ECLI:NL:PHR:2023:11

Parket bij de Hoge Raad

Datum uitspraak
10 januari 2023
Publicatiedatum
23 december 2022
Zaaknummer
21/01677
Instantie
Parket bij de Hoge Raad
Type
Conclusie
Rechtsgebied
Strafrecht
Rechters
Vindplaatsen
  • Rechtspraak.nl
AI samenvatting door LexboostAutomatisch gegenereerd

Profijtontneming en schending aanwezigheidsrecht in hoger beroep

In deze zaak betreft het een conclusie van de procureur-generaal bij de Hoge Raad der Nederlanden over profijtontneming. Het gerechtshof Arnhem-Leeuwarden heeft op 14 april 2021 vastgesteld dat de betrokkene wederrechtelijk verkregen voordeel heeft van € 9.500,00. Na aftrek van het in beslag genomen en verbeurdverklaarde bedrag van € 4.760,00, is de betrokkene verplicht om € 4.740,00 aan de staat te betalen. De zaak heeft samenhang met een andere strafzaak, genummerd 21/01678, waarover ook een conclusie zal worden getrokken. Het cassatieberoep is ingesteld door de betrokkene, vertegenwoordigd door advocaat Y. Moszkowicz uit Utrecht, die twee middelen van cassatie heeft voorgesteld.

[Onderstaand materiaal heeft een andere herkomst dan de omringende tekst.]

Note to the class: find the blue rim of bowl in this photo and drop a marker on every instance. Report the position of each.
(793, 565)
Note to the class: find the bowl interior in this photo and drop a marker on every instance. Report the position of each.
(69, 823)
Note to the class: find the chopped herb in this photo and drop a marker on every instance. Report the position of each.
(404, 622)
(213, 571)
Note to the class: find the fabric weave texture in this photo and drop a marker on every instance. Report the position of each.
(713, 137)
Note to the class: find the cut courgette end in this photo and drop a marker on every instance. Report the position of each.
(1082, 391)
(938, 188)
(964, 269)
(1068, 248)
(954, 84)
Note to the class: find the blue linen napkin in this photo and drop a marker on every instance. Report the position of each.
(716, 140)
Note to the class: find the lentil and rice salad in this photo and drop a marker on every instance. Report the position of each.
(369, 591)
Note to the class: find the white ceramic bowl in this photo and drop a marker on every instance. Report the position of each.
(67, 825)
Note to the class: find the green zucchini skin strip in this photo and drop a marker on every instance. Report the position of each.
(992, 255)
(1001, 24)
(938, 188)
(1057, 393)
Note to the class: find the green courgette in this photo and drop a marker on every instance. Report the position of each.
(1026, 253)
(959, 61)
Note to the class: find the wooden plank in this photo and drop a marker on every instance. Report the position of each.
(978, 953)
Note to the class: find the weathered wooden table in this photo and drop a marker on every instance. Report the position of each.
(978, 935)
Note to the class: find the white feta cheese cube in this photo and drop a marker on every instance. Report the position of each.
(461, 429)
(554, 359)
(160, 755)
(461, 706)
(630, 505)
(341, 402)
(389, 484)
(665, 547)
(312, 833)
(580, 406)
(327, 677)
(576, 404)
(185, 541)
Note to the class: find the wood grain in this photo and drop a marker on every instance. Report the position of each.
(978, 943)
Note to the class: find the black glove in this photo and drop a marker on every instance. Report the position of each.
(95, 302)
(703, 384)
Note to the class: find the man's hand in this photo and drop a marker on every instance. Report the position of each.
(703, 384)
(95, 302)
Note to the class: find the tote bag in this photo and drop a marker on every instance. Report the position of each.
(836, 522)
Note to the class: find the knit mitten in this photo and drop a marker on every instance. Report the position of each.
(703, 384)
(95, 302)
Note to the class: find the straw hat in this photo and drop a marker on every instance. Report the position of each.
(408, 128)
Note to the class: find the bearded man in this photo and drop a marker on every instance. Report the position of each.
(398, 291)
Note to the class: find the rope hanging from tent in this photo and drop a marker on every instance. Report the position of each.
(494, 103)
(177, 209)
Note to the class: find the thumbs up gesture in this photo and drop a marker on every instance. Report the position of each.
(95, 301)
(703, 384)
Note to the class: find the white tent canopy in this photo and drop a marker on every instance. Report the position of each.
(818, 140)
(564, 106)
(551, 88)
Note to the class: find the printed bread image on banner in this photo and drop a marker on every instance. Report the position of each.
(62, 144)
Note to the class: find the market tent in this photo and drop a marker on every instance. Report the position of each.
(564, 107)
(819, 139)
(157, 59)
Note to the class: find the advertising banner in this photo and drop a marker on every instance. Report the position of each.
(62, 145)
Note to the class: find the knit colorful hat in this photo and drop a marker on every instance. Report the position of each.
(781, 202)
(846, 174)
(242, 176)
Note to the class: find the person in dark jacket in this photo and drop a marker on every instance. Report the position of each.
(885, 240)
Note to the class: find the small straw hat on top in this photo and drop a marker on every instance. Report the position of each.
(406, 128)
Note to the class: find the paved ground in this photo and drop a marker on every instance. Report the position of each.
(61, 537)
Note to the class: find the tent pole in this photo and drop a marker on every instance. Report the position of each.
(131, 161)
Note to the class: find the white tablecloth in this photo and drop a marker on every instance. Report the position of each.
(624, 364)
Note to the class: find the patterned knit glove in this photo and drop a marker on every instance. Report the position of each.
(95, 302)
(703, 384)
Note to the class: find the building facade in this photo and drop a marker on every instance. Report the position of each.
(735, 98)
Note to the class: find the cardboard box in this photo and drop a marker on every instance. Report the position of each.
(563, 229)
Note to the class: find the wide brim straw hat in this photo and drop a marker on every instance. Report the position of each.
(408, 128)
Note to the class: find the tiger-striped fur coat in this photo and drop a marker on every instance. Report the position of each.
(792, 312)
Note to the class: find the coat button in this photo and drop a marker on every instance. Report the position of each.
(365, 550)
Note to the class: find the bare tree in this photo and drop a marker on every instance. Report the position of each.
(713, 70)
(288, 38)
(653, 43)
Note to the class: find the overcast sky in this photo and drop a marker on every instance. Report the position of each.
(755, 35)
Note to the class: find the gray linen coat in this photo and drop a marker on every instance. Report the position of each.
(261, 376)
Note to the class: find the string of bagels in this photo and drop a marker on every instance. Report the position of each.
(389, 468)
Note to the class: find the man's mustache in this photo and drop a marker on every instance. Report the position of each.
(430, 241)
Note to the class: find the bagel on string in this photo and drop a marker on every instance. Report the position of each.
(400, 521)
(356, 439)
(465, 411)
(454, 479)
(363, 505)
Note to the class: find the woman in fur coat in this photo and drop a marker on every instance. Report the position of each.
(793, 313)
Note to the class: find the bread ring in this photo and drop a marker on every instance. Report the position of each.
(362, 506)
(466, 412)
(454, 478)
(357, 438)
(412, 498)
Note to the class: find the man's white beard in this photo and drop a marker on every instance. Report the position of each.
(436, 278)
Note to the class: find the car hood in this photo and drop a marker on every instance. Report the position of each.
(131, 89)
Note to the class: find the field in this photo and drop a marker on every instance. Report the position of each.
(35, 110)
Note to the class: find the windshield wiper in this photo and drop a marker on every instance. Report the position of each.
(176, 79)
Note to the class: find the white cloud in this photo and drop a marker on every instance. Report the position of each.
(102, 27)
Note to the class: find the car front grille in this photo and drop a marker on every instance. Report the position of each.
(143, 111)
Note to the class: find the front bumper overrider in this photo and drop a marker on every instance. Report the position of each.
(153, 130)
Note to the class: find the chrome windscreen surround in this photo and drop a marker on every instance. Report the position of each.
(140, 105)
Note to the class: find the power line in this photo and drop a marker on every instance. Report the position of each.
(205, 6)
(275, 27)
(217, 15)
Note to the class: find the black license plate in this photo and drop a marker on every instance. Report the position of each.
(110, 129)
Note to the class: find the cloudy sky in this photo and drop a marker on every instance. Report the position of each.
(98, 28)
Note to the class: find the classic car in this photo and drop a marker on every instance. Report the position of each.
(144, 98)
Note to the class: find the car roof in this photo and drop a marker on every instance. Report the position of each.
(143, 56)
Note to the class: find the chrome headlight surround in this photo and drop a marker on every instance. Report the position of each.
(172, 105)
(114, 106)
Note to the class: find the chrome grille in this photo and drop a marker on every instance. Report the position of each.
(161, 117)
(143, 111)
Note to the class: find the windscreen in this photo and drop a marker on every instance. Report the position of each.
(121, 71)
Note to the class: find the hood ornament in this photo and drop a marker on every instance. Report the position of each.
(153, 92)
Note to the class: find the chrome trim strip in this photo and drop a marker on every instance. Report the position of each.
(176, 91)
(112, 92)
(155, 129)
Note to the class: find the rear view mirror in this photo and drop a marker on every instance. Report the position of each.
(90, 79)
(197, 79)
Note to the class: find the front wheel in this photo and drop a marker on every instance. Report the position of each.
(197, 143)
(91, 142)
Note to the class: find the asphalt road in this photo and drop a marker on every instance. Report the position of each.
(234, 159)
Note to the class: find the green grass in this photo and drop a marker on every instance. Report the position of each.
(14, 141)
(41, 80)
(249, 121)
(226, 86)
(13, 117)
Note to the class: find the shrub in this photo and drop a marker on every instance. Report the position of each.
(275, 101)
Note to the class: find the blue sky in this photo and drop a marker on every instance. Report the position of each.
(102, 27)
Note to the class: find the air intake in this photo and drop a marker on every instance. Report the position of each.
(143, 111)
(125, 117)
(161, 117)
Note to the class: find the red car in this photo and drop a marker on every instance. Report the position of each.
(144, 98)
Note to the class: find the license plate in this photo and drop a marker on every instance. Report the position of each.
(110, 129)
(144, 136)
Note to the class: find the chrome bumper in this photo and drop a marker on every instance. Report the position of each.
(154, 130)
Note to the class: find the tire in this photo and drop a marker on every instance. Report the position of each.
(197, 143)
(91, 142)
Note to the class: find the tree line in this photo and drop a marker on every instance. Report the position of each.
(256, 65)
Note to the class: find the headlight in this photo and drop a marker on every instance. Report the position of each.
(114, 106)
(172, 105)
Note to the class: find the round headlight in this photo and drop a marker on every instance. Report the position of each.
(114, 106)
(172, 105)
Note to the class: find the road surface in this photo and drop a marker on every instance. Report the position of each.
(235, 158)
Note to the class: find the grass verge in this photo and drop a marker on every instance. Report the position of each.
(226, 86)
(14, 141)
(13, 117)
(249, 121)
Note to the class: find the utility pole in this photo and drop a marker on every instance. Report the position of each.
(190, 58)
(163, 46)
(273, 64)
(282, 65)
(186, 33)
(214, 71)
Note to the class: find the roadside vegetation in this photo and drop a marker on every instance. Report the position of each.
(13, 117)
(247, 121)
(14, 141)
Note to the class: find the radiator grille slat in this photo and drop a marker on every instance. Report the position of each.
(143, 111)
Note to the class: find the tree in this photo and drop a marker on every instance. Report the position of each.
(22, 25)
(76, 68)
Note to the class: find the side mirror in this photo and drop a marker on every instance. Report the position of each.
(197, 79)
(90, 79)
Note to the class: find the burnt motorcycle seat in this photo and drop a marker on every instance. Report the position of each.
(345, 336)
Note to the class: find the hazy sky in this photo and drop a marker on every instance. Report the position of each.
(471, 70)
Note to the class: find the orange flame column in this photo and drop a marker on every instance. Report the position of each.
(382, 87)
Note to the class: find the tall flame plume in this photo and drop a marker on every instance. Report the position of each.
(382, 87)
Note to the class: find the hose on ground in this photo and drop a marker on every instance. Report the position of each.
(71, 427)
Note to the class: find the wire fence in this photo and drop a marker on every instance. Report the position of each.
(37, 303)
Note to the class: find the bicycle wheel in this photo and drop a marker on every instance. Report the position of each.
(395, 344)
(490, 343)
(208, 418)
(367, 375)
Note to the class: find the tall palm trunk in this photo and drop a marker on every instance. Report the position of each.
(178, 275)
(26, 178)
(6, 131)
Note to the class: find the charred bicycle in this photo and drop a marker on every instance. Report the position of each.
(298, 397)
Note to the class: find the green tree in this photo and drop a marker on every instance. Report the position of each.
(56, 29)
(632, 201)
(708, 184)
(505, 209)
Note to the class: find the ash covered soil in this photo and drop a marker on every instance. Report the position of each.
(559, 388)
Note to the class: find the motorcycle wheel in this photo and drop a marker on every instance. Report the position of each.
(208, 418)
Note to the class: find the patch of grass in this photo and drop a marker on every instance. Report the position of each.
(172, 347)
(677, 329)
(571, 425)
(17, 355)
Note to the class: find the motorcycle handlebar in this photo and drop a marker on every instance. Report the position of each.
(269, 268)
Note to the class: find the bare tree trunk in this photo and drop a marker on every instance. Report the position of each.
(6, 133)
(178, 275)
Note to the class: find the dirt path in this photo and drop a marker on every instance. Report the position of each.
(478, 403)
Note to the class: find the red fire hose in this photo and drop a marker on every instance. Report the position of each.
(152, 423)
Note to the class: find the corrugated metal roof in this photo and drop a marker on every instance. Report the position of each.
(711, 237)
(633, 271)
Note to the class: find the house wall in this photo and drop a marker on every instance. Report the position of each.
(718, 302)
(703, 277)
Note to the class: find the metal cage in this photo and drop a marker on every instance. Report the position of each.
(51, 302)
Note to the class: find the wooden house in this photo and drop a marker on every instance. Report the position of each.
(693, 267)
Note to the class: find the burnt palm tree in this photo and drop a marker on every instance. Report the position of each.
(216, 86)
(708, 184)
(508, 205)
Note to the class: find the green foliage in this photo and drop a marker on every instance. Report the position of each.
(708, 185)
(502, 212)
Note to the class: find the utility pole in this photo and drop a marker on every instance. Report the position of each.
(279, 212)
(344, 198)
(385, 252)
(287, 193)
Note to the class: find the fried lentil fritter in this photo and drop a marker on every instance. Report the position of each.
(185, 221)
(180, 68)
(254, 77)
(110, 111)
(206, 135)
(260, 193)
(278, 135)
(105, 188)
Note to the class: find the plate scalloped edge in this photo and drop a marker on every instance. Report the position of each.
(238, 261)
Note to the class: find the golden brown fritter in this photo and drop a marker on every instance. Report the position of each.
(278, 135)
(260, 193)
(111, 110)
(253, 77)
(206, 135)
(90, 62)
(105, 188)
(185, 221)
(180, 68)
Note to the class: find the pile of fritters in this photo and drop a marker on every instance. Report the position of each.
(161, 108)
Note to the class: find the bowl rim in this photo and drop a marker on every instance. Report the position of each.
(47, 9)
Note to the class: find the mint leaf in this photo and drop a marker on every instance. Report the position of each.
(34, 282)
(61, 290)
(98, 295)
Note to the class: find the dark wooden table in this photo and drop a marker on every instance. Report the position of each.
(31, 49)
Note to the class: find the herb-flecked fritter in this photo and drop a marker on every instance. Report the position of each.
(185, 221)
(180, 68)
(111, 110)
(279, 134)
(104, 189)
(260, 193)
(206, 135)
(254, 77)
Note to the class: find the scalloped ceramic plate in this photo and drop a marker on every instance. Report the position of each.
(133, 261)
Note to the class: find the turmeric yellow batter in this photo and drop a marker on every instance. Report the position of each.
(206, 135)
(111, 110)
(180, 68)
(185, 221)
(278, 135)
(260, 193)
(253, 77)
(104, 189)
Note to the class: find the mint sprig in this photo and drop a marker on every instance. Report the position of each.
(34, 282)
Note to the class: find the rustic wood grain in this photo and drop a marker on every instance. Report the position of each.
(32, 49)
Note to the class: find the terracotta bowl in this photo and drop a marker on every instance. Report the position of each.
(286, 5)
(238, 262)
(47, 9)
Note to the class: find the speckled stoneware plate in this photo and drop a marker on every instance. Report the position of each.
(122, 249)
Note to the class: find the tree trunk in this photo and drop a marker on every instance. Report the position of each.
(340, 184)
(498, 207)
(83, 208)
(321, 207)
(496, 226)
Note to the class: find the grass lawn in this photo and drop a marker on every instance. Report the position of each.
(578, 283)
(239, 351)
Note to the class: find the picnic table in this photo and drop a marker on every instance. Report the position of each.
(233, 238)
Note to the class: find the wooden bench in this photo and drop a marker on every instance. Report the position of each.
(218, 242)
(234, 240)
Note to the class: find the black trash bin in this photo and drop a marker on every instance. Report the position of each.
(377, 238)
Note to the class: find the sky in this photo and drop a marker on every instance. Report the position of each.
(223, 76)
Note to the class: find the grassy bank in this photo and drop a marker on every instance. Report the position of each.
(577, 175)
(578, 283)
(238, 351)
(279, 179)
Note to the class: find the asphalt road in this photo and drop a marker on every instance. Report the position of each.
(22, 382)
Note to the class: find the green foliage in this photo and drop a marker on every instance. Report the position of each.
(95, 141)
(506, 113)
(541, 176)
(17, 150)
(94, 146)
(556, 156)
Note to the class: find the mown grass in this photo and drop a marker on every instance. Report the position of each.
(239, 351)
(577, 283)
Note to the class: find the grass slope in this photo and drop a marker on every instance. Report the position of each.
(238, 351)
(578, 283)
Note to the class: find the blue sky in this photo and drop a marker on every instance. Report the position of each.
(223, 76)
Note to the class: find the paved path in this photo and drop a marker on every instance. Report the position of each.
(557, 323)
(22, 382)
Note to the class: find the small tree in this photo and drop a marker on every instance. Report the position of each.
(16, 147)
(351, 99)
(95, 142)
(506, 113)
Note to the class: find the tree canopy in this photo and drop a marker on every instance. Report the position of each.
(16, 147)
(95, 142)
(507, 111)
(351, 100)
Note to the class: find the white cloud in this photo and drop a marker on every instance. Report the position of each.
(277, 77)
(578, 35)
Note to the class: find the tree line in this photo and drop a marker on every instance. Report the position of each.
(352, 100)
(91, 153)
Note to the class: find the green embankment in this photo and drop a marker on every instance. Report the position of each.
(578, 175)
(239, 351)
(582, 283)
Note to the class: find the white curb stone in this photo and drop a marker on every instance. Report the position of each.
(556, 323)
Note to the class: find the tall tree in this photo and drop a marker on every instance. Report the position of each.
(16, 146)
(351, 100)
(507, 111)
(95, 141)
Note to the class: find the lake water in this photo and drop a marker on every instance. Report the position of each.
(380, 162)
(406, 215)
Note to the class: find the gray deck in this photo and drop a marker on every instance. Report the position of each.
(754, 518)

Deze middelen zijn inhoudelijk identiek aan de middelen in de samenhangende strafzaak. De conclusie van de procureur-generaal is dat beide middelen falen en dat er geen gronden zijn gevonden die aanleiding geven tot vernietiging van de bestreden uitspraak. De conclusie strekt tot verwerping van het beroep.

Conclusie

PROCUREUR-GENERAAL

BIJ DE

HOGE RAAD DER NEDERLANDEN

Nummer21/01677 P
Zitting10 januari 2023

CONCLUSIE

D.J.C. Aben
In de zaak
[betrokkene] ,
geboren te [geboorteplaats] op [geboortedatum] 1984,
hierna: de betrokkene
1. Het gerechtshof Arnhem-Leeuwarden heeft bij arrest van 14 april 2021 het door de betrokkene wederrechtelijk verkregen voordeel vastgesteld op € 9.500,00 en – na aftrek van het onder de betrokkene in beslag genomen en verbeurdverklaarde geldbedrag van € 4.760,00 – aan de betrokkene de verplichting opgelegd tot betaling aan de staat van het bedrag van € 4.740,00.
2. Er bestaat samenhang met de strafzaak 21/01678. In die zaak zal ik vandaag ook concluderen.
3. Het cassatieberoep is ingesteld namens de betrokkene. Y. Moszkowicz, advocaat te Utrecht, heeft twee middelen van cassatie voorgesteld.
4. Beide voorgestelde middelen zijn inhoudelijk identiek aan de twee middelen die in de samenhangende strafzaak zijn voorgesteld. Derhalve verwijs ik voor de inhoudelijke bespreking van de middelen in deze ontnemingszaak naar de conclusie in de strafzaak.
5. Beide middelen falen.
6. Ambtshalve heb ik geen gronden aangetroffen die tot vernietiging van de bestreden uitspraak aanleiding behoren te geven.
7. Deze conclusie strekt tot verwerping van het beroep.